Ele aponta para que eu me sente na beirada da cama, coloca pomada numa gaze e coloca nas queimaduras que fizeram bolhas, e sinto um alivio da queimação imediato. Em seguida ele enfaixa com uma atadura minhas pernas e braços. Sei que é para não deixar que a pomada passe na roupa de cama.

Ele pede para que eu me deite e vem passar a pomada no meu rosto. Ele está muito perto, que posso sentir sua respiração. Jonathan tem algumas rugas na área dos olhos , como se a vida tivesse sido difícil para ele. Ele está com o cenho franzido, concentrado no que está fazendo. De repente ele para e me olha nos olhos.

- Posso fazer uma pergunta indiscreta? - sua voz soa rouca, quase urgente.

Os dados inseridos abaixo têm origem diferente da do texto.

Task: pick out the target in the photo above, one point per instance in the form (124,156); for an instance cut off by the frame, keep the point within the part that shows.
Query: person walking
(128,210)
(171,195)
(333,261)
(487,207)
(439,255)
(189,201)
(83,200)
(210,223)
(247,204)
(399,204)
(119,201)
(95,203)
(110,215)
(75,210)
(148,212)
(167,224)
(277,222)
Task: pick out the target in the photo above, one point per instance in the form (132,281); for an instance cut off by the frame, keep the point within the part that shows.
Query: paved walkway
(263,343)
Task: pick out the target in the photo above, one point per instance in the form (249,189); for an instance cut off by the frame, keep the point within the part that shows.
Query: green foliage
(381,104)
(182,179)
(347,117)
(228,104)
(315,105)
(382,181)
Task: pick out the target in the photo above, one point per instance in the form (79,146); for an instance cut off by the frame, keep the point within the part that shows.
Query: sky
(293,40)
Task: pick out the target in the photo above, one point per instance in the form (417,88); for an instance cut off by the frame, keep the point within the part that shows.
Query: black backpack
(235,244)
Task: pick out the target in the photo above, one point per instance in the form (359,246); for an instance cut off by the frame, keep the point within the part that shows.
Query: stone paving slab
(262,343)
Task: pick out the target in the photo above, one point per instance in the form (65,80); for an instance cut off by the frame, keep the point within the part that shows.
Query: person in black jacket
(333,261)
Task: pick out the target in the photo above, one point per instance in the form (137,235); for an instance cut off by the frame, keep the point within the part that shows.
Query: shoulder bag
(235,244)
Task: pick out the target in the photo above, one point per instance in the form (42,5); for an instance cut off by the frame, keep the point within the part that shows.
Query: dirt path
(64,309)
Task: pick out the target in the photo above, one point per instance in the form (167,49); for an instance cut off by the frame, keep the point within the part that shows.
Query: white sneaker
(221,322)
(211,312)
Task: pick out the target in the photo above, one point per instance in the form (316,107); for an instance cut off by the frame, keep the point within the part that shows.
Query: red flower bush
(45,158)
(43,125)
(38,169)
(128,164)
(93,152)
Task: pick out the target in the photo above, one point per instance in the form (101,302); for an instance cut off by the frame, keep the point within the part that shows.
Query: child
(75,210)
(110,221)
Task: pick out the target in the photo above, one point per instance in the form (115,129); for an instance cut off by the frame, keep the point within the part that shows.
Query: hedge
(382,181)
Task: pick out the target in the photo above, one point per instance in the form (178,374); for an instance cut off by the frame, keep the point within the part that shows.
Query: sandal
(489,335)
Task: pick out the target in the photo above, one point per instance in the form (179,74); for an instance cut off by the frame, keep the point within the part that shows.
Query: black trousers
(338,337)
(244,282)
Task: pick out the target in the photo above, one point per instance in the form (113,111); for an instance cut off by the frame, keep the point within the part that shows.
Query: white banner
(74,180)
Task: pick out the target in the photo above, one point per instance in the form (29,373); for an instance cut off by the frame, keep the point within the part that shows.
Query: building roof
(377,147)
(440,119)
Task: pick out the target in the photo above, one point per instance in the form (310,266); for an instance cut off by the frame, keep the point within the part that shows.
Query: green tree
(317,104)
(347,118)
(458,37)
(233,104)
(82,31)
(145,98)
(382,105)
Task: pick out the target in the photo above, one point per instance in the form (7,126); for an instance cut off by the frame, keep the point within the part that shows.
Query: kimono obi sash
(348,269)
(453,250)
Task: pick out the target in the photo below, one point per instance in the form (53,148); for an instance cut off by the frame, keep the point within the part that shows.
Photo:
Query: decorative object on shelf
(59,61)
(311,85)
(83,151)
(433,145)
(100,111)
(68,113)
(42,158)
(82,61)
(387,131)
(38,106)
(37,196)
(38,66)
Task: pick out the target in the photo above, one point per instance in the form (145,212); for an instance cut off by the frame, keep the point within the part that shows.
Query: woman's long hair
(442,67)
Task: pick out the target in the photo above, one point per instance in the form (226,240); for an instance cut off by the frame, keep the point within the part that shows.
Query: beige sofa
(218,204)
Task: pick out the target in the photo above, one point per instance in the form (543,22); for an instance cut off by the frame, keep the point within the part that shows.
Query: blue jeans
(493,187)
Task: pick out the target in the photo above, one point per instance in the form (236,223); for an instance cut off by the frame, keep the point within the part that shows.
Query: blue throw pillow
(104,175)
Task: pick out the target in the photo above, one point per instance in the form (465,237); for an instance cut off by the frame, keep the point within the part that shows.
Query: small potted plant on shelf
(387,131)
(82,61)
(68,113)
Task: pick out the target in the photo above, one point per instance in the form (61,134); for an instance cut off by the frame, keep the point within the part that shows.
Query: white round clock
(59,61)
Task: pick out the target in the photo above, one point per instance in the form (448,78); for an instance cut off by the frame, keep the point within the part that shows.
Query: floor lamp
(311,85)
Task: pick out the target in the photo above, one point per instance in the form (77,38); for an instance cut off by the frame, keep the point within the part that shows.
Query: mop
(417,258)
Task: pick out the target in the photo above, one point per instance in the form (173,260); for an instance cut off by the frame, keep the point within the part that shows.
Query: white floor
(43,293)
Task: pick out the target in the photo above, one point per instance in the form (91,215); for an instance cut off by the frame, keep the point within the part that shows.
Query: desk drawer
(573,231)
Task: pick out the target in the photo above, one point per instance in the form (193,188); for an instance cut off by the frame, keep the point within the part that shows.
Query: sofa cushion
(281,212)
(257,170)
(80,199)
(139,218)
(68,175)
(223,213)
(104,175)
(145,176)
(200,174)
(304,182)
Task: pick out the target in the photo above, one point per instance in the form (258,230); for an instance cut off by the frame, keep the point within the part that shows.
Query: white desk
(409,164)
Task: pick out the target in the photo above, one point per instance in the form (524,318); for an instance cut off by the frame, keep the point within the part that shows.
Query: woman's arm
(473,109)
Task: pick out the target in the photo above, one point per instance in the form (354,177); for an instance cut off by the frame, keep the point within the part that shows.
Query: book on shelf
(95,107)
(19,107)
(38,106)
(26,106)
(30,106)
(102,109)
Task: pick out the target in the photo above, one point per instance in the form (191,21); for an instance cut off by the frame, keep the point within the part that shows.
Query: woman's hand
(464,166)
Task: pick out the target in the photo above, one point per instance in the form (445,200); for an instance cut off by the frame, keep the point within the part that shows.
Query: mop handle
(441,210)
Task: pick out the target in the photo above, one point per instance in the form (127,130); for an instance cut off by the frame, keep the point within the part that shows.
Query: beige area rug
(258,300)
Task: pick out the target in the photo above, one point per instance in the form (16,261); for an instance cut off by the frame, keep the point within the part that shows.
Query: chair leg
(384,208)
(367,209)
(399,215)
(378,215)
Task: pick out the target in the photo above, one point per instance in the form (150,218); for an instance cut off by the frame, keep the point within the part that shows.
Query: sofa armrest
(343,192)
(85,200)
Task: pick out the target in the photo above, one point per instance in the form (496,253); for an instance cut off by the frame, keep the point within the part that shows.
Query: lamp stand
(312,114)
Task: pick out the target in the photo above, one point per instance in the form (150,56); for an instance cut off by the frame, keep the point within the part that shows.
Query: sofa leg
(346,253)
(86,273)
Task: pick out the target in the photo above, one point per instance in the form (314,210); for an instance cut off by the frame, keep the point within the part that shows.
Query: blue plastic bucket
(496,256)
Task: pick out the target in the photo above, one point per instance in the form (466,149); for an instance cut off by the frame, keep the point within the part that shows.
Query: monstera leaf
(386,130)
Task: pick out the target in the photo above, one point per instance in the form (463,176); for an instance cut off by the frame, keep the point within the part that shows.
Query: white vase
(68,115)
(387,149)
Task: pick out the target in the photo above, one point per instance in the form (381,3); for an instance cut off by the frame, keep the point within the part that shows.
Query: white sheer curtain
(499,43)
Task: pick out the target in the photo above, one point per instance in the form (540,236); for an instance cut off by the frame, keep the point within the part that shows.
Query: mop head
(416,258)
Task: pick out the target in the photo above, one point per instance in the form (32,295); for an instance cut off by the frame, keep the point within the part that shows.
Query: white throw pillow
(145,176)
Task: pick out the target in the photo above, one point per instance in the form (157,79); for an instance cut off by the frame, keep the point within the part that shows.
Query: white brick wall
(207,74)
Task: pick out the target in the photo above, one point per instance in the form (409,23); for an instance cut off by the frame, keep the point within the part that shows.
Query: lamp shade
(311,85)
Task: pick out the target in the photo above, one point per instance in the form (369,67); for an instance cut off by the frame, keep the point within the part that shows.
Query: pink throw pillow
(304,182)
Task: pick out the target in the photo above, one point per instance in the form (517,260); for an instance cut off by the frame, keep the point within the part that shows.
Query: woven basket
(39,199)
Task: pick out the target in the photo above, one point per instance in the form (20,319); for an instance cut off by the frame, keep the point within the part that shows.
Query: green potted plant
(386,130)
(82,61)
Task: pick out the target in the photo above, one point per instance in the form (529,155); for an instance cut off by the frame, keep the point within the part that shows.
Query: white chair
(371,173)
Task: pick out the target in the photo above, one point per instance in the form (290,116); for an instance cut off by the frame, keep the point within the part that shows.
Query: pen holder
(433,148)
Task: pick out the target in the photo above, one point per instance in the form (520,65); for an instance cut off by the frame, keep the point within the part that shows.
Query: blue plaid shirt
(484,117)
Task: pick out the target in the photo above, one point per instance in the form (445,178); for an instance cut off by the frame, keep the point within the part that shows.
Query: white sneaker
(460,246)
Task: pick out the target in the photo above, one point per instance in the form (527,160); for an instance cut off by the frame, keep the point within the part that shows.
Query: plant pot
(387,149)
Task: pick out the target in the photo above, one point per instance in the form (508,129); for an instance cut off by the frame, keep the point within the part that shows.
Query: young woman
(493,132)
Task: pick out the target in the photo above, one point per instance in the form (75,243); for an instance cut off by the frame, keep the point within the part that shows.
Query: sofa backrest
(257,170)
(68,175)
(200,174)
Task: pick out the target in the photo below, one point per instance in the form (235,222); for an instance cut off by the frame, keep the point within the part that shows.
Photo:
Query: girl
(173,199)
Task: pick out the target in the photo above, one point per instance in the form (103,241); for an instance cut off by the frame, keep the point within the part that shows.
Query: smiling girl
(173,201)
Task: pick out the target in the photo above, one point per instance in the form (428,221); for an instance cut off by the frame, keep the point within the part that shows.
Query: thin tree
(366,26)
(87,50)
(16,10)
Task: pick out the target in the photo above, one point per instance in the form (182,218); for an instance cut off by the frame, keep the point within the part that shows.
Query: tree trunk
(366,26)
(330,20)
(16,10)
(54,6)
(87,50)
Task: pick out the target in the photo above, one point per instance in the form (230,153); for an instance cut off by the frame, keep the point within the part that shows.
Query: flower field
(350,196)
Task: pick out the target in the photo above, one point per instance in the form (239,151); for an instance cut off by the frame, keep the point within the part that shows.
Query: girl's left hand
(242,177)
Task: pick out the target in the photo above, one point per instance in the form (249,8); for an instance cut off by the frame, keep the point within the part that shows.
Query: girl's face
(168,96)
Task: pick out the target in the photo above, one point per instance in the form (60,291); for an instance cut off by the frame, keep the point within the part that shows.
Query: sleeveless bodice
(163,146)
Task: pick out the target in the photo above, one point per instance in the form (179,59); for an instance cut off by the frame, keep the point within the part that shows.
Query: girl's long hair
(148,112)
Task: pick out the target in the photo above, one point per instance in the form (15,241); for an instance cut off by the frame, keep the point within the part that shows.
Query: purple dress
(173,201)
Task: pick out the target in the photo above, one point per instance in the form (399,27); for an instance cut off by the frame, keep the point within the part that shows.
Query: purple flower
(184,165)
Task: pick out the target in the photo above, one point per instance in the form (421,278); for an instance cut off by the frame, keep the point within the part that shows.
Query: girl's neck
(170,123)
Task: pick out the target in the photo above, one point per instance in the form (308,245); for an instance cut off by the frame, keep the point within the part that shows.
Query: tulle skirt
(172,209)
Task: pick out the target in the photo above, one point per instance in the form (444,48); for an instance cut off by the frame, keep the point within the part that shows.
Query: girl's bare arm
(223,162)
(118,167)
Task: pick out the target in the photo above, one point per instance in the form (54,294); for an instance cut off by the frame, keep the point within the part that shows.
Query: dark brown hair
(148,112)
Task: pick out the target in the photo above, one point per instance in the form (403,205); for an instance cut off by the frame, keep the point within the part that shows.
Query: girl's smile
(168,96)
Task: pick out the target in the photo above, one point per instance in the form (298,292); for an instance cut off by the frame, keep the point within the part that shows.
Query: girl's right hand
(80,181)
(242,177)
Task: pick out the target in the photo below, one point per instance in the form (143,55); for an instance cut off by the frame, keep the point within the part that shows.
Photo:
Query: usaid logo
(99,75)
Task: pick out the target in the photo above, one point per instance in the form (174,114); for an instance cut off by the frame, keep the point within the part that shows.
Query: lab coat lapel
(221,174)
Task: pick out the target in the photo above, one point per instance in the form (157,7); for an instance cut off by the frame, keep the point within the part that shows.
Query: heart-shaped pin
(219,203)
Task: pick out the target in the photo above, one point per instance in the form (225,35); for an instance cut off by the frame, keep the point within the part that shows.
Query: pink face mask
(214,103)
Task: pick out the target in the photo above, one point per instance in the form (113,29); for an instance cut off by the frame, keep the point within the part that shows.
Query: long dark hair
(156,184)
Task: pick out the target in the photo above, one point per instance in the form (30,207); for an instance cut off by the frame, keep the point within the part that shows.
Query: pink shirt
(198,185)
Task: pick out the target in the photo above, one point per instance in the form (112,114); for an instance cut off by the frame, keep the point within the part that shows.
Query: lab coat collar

- Claro - respondo com certo receio.

- Quem era o homem no estacionamento? - devo demonstrar que não sei do que ele fala, pois ele me olha e continua - no dia que cheguei em São Paulo, fui até a fábrica Manshur, você estava chorando e discutindo com um homem. Quem era?

- Ah - era ele? Meu Deus!  É claro que era ele. 

- Me desculpe, eu não deveria ter feito essa pergunta.

Ele se levanta sem jeito. Eu achava que tinha conhecido Jonathan na boate, pois aquele dia no estacionamento eu estava tão nervosa, tão cega de raiva de Henrique que nem se quer me lembrava do rosto do homem que havia me salvado. Mas agora lembro que ele me disse seu nome e apertou minha mão. Aquele Jonathan era esse Jonathan.

- Ele é meu ex-namorado. Apenas digamos que as coisas não aconteceram muito bem.

- Ele foi o motivo de você sair daquele jeito da boate? - aceno positivamente com a cabeça.

Ele se aproxima e se senta aos pés da minha cama, não sei porque, mas fico nervosa.

- Homem nenhum deveria tratar uma mulher assim, ainda mais uma mulher como você. Evelyn me contou algumas coisas a seu respeito e isso me fez te admirar Alicia, você é uma mulher guerreira.

- Por que se ofereceu para cuidar de mim? - solto de repente.

- Sinto que devo proteger você - ele me encara e eu engulo em seco. - Bom, melhor te deixar descansar. Se precisar de mim estarei no quarto de visitas.

Ele se levanta e sai. Fico absorta em pensamentos, que merda aconteceu aqui? Ouço o chuveiro ser ligado e repasso mentalmente nossa conversa. Penso pelo que parecem horas, mas nem ao menos aguento acordada até ele terminar o banho.